A stark rebuke to any individual or political collective who would seek to suppress – by speech, force, or government action – the speech of anyone holding views outside of their preferred window of acceptability.

Hoover continues:

“The conviction of our fathers was that all these freedoms come from the Creator and that they can be denied by no man or no government or no New Deal. They were spiritual rights of men. The prime purpose of liberal government is to enlarge and not to destroy these freedoms. It was for that purpose that the Constitution of the United States was enacted. For that reason we demand that the safeguards of freedom shall be upheld.”

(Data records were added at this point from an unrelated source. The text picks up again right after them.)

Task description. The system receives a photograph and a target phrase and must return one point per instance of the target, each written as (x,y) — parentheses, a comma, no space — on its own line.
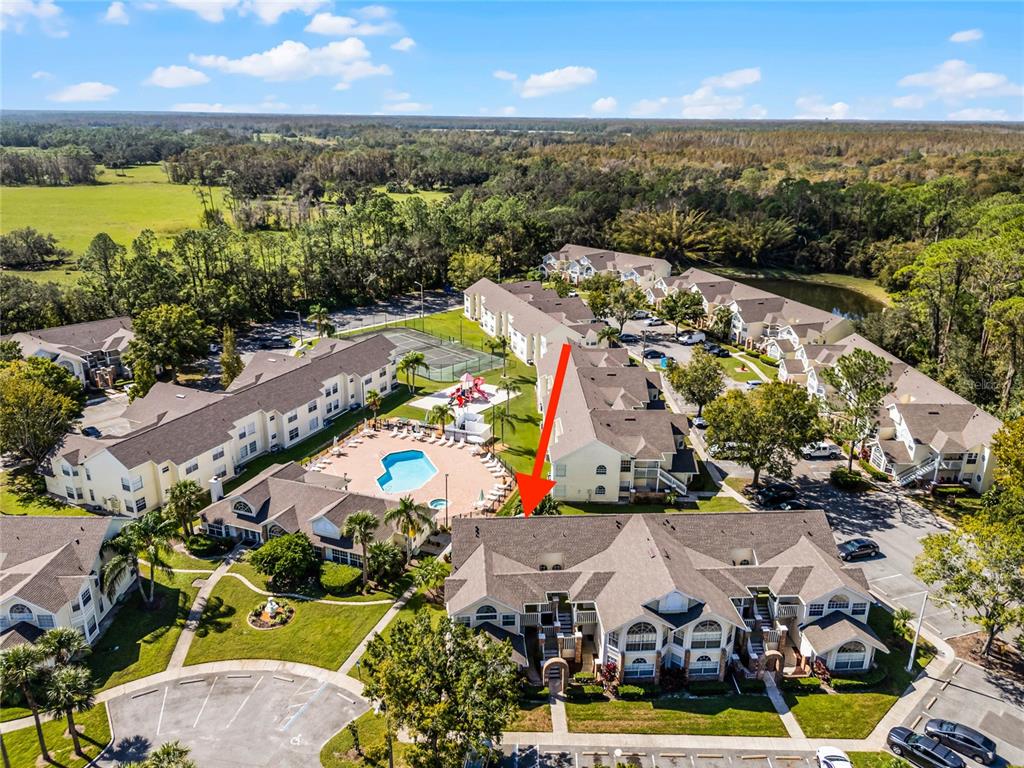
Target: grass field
(23,494)
(318,634)
(140,641)
(120,205)
(710,716)
(23,747)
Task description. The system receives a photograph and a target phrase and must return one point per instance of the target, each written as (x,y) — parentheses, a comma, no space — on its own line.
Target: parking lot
(534,756)
(232,719)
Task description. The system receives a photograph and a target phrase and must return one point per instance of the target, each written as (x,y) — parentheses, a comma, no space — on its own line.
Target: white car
(821,451)
(829,757)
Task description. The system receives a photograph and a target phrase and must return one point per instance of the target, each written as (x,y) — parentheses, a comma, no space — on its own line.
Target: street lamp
(299,315)
(916,634)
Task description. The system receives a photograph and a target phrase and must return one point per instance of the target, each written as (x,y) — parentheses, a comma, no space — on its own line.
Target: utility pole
(916,634)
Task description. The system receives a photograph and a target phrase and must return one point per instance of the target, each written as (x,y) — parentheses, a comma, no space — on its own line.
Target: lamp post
(916,634)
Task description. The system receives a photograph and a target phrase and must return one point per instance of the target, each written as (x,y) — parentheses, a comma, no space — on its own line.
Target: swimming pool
(406,470)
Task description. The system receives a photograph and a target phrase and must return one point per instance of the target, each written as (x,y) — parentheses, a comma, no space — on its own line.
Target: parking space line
(245,700)
(205,700)
(163,704)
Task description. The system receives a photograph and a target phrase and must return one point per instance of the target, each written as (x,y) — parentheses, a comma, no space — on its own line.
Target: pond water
(836,299)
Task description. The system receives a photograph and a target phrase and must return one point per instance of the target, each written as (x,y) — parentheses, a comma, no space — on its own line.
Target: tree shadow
(216,617)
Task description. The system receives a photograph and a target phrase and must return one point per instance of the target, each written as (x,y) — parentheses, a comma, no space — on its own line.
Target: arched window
(704,666)
(642,636)
(486,613)
(707,635)
(839,602)
(852,655)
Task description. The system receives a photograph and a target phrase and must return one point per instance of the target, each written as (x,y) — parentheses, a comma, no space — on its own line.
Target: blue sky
(937,60)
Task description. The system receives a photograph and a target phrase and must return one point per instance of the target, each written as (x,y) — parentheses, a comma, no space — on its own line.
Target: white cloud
(90,91)
(979,113)
(332,26)
(407,107)
(116,13)
(267,104)
(557,81)
(176,76)
(646,108)
(955,80)
(293,60)
(15,13)
(967,36)
(734,79)
(814,108)
(910,101)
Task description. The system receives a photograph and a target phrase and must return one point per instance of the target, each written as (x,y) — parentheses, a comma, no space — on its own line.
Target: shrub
(847,479)
(631,692)
(709,687)
(204,545)
(337,579)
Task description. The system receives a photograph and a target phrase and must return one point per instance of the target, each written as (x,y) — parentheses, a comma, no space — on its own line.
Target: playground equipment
(469,388)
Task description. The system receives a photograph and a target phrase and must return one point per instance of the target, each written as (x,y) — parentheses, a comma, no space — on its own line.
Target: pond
(836,299)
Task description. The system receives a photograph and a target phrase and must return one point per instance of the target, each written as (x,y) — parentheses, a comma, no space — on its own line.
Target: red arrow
(532,487)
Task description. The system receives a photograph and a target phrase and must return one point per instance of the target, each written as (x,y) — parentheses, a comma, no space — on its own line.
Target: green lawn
(318,634)
(140,641)
(711,716)
(24,494)
(23,747)
(855,715)
(120,205)
(340,752)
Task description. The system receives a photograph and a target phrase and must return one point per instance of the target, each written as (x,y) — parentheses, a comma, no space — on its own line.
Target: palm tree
(169,755)
(184,500)
(430,574)
(500,345)
(70,689)
(410,518)
(320,315)
(360,527)
(439,414)
(20,668)
(609,334)
(374,401)
(64,644)
(409,365)
(150,536)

This is the problem that Americans who value the founding fathers, the Constitution, and the rights it seeks to guarantee face: many of their fellow countrymen today refuse to accept the philosophical and moral framework of America.

As the proportion of Americans who fall into the religious “nones” category continues to grow, there can be little hope of any agreement that rights or freedoms “come from the Creator.” If they do not come from the Creator they may as well come from the government, and what the government giveth the government can taketh away. If there is no spiritual aspect to their lives, there cannot be any “spiritual rights of men.”

Hoover may be a very unpopular president in America’s history, and in many American minds he bears all the blame for the Great Depression. Regardless, Hoover was remarkably prescient on the issues Americans faced in 1936 – issues which we continue to face today.

Can we test freedom today and find it satisfactory to our designs and those of the founding fathers? Or has our culture slipped away from our history, to the point where an individual is no longer ‘free to pattern his own life”?